RSI
Relative Strength Index
The Relative Strength Index (RSI) is one of the most widely used momentum oscillators in technical analysis. Developed by J. Welles Wilder in 1978, it measures the speed and magnitude of recent price changes to identify overbought or oversold conditions.
How It Works
RSI compares the average gains and average losses over a specified period (typically 14 periods) and normalises the result to a 0–100 scale. When recent gains are larger than recent losses, RSI rises; when losses dominate, RSI falls.
Formula
RSI = 100 - [100 / (1 + RS)] where RS = Average Gain / Average Loss over the last N periods (default: 14)
Signal Interpretation
When RSI exceeds 70, the asset may be overbought and due for a pullback. Strong uptrends can sustain RSI above 70 for extended periods.
When RSI falls below 30, the asset may be oversold and due for a bounce. In strong downtrends, RSI can remain below 30 for a long time.
Price makes a lower low but RSI makes a higher low — signals weakening downtrend and possible reversal.

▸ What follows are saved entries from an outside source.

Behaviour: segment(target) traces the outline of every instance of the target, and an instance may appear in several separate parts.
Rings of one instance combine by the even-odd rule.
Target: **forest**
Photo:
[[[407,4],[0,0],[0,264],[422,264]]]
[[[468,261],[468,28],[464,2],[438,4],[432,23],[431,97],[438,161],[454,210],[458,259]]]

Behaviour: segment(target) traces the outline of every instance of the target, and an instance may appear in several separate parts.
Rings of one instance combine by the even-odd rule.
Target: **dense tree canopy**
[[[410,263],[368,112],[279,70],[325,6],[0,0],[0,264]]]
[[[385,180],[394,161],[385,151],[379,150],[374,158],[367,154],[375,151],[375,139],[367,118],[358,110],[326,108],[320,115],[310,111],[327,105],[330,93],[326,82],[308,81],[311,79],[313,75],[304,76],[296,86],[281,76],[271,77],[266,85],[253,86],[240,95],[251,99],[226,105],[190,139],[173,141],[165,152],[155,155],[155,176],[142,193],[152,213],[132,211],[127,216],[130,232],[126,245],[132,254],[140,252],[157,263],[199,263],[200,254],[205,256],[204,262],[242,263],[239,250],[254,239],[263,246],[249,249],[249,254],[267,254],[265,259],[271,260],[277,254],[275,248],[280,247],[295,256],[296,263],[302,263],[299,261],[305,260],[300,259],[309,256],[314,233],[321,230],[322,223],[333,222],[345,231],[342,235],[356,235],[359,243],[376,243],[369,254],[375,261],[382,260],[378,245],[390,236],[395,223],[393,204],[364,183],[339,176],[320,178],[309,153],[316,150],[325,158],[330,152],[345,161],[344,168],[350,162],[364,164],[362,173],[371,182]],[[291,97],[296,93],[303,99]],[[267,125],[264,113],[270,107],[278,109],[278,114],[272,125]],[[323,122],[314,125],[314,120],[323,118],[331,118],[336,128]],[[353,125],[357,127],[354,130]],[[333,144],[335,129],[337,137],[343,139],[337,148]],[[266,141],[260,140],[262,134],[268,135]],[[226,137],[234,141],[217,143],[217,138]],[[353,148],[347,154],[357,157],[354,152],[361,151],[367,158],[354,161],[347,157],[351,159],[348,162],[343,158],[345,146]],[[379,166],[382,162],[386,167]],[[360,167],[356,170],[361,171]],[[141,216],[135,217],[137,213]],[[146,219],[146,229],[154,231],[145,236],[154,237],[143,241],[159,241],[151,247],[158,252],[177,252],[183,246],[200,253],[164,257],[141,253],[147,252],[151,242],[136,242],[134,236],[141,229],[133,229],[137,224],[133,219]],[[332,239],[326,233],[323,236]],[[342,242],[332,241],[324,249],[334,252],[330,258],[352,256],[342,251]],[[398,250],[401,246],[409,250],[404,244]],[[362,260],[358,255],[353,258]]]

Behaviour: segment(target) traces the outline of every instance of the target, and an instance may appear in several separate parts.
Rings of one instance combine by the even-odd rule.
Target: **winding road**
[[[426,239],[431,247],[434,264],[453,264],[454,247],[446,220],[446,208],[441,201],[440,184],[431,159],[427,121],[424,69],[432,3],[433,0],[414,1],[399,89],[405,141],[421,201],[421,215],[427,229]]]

Price makes a higher high but RSI makes a lower high — signals weakening uptrend and possible reversal.
Use Cases
- ▸Identifying overbought/oversold levels for swing trades
- ▸Confirming trend reversals with divergence
- ▸Filtering screener results — RSI 45-65 for steady momentum
- ▸Timing entries within a known trend
Limitations
- ⚠In strong trends, RSI can stay overbought/oversold for long periods
- ⚠Not suitable as a standalone system — best used with trend filters
- ⚠Lag exists due to the averaging mechanism
On BazaarPulse, RSI values of 55–75 suggest healthy momentum without being over-extended. Pair RSI with MACD for higher-conviction entries.